Johnson is one of dozens of teens learning the ins and outs of computer technology alongside industry professionals.
It's all apart of the new pilot program called "ManCode Mentoring."
"ManCode mentoring started when a few employees at Microsoft kind of noticed, "hey, it's not a lot of us in this field, what can we do," says Quanda Arch, program manager for the Phyllis Wheatley Community Center in north Minneapolis. "We are also in this reimagination state and what COVID-19 taught us is that there is a digital divide."
Arch says one of the architects of the ManCode Mentoring program is from the Twin Cities, but due to COVID-19, the program evolved from in-person to an online conference providing free sessions for young Black males between the ages of 12 and 17.
"Because I'm active in my fraternity, we are already doing volunteer work at Phyllis Wheatley and as I was working with Quanda they mentioned ManCode," says James Johnson, III, who has a son in the program.
According to the International Game Developers Association, 81% of game developers worldwide identify as white, while just 2% of identify as Black.
The recent study also found that "more diversity in game content" was a topic that is most important to the growth and success of the industry.

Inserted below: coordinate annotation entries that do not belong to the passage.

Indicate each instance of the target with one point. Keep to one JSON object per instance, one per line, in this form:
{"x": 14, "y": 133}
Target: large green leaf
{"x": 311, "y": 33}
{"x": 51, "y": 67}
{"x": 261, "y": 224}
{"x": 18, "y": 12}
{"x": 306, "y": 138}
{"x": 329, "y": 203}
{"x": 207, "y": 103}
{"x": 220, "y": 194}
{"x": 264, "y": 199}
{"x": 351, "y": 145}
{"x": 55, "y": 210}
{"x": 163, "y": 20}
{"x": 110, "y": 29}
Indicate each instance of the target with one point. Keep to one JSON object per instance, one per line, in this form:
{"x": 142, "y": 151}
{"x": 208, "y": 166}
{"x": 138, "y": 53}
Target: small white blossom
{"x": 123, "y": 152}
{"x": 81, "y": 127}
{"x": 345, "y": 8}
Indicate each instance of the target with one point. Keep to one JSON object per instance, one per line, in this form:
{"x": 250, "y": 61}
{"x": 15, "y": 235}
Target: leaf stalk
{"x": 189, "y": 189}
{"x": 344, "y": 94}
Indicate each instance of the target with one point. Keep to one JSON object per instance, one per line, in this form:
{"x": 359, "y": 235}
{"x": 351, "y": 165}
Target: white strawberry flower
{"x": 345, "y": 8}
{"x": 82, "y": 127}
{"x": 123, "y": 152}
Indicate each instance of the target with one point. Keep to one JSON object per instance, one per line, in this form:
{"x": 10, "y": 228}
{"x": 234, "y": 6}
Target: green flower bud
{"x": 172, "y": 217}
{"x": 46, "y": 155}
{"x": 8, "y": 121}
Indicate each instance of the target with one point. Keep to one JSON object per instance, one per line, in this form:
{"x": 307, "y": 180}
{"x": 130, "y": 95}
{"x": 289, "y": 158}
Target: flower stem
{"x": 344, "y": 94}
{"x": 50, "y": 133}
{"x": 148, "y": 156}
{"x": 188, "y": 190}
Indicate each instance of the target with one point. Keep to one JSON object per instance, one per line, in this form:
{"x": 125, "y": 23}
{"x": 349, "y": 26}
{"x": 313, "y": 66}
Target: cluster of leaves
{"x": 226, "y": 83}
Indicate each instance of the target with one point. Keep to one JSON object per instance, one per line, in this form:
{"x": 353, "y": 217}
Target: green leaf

"That's what the beautiful part is," says Arch. "You think you're just gaming but you can actually be creating, doing voiceovers and coding, and these are actual careers."
While the program is still evolving, Arch says they're hoping to continue expanding it this year. "The plan is to have more cohorts throughout this year, and of course we are going to do a female version," she says.
Sessions are held on Saturdays and run through March 6. Each participant will also receive an investment account incentive of $100.